Bab 21 - Kenapa Bisa?

17 1 0
                                    

Debaran di jantung Fidza masih tidak berhenti sejak beberapa menit lalu, Gus Ramzi datang dan menegur mereka berempat yang hendak bercerita.

Fidza masih berada di bawah pohon beringin itu. Vivi ada di kamar asrama, sedangkan Wisha dan Rysfa berada di kantin. Usai ditegur oleh Gus Ramzi, mereka berempat memutuskan untuk berpisah guna memfokuskan diri masing-masing.

"Allahumma ... kenapa ini hati nggak berenti deg-degan, sih ...."

Fidza tidak mengetahui arti dibalik ketegangannya yang kali ini. Ia tidak pandai menebak apa yang sedang dialaminya sekarang. Lintasan kejadian demi kejadian bersama dengan Gus Ramzi mulai memasuki otak Fidza.
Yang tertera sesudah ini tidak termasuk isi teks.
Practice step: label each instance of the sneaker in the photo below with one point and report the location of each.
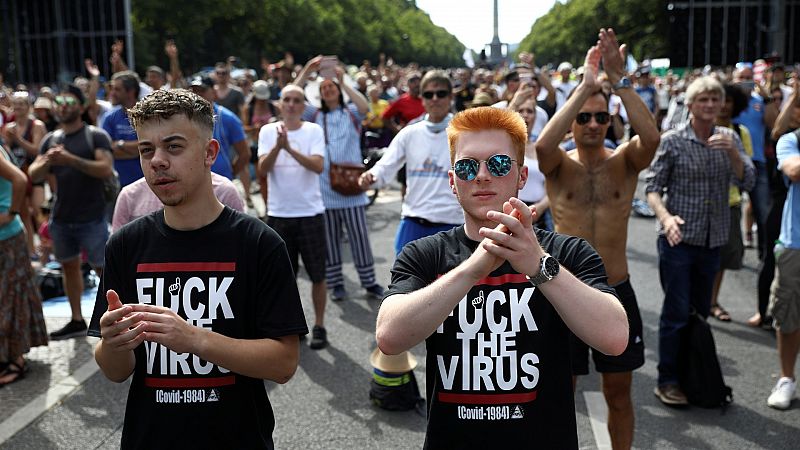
(75, 328)
(782, 393)
(375, 292)
(319, 338)
(338, 294)
(671, 395)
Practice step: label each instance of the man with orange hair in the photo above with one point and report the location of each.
(495, 301)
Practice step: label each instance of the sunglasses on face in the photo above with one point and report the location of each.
(601, 117)
(498, 166)
(443, 93)
(70, 101)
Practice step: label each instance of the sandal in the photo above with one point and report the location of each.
(755, 320)
(720, 314)
(14, 369)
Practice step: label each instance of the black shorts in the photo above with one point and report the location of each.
(306, 236)
(731, 254)
(633, 356)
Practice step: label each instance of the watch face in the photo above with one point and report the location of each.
(551, 266)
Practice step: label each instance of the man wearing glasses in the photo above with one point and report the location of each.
(591, 190)
(80, 159)
(292, 153)
(495, 300)
(428, 206)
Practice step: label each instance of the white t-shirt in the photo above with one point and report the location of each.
(293, 189)
(427, 159)
(534, 189)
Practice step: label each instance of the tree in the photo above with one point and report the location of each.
(353, 29)
(568, 29)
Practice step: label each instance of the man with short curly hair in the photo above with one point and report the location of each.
(198, 301)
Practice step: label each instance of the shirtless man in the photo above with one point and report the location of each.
(590, 190)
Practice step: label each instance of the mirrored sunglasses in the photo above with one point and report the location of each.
(498, 166)
(600, 117)
(443, 93)
(70, 101)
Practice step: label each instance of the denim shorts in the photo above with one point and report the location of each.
(70, 238)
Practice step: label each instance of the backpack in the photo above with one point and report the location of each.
(699, 373)
(111, 185)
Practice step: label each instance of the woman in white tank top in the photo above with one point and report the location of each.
(534, 192)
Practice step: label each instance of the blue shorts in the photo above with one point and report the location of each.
(70, 238)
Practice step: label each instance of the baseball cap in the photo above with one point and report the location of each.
(261, 90)
(203, 81)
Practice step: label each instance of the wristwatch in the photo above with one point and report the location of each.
(548, 269)
(623, 83)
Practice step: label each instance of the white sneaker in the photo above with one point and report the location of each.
(782, 393)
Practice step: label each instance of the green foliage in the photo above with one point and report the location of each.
(570, 28)
(207, 31)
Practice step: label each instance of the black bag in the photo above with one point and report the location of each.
(49, 281)
(699, 373)
(398, 394)
(48, 278)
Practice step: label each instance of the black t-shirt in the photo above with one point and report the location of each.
(79, 198)
(498, 368)
(233, 276)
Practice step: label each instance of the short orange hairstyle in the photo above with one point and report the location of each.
(489, 118)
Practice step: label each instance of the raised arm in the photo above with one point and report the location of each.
(547, 146)
(784, 120)
(311, 66)
(117, 61)
(640, 150)
(356, 97)
(174, 65)
(10, 172)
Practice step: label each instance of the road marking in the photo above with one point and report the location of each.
(30, 412)
(596, 406)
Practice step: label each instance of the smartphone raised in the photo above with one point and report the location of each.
(327, 67)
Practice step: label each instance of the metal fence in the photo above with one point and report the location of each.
(723, 32)
(48, 40)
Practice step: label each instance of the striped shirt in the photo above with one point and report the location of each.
(695, 179)
(343, 145)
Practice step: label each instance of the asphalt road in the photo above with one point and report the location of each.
(326, 406)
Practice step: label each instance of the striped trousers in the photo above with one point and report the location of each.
(355, 220)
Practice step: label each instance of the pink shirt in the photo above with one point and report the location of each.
(136, 200)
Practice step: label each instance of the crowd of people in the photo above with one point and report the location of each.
(509, 174)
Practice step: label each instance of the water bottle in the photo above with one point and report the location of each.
(779, 248)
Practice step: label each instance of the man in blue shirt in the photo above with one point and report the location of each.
(753, 119)
(228, 130)
(124, 92)
(785, 298)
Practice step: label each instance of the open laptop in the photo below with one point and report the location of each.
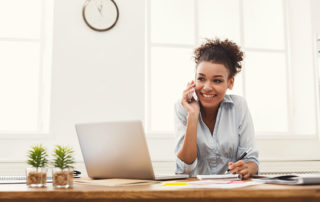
(117, 150)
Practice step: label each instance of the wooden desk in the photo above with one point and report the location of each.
(258, 193)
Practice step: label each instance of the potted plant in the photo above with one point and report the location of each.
(62, 173)
(38, 159)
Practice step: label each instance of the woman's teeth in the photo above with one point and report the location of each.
(204, 95)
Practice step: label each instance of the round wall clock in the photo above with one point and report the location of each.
(100, 15)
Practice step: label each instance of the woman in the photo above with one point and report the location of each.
(214, 129)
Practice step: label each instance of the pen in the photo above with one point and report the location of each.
(241, 157)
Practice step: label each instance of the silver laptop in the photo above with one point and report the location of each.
(117, 150)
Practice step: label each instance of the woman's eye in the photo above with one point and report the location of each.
(217, 81)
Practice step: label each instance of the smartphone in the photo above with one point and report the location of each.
(192, 95)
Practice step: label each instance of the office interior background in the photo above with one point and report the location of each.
(55, 72)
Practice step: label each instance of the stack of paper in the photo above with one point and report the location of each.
(220, 177)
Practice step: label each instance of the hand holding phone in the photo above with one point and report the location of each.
(189, 100)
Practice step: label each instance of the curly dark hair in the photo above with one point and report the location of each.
(224, 52)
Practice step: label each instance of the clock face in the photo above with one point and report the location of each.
(100, 15)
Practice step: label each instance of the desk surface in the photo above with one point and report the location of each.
(261, 193)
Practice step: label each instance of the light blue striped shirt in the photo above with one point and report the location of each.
(233, 135)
Gadis itu terpaku. Pandangannya lurus ke depan. Namun di otaknya, Gus Ramzi berkeliaran. Ketampanannya tidak patut diragukan. Kedua bahunya yang tegap, memiliki poros tubuh yang sempurna.

Matanya indah. Kedua alisnya itu tebal. Bibirnya juga tebal, namun entah kenapa bibir tebalnya bisa berwarna merah semerah itu. Hidungnya mancung. Sorot matanya meneduhkan.

Ahh, rasanya Fidza bisa gila hanya dengan memikirkan Gus Ramzi seorang.

Kedua matanya ditutup. Kepalanya digeleng-gelengkan. Jangan sampai Fidza kembali terjebak dalam pesona Gus tampan. Otak Fidza ingin segera melupakan, namun hatinya menolak untuk itu.

"Maasyaallah, Gus-nya kenapa betah banget di otak aku, sih ...."

Fidza juga heran. Bagaimana cara mengusir sosok berperawakan yang ada di otaknya ini?

"Okee, Fidza ... sekarang kamu fokus hafalan! Mikirin yang bukan mahram itu nggak boleh, Fidz!"

Monologan itu membuat Fidza mengangguk-angguk paham. Lantas dirinya membuka kembali mushaf Al-Qur'an yang sempat ia tutup. Sepasang iris gelapnya menatap deretan ayat-ayat suci Al-Qur'an yang ditulis rapi di atas lembaran berwarna putih.

"Bismillah ...."

Lantas gadis itu mulai menghafal. Kedua matanya fokus membaca rentetan ayat yang ada di depan. Kemudian Fidza mengula-ngulanginya sebanyak 10 kali.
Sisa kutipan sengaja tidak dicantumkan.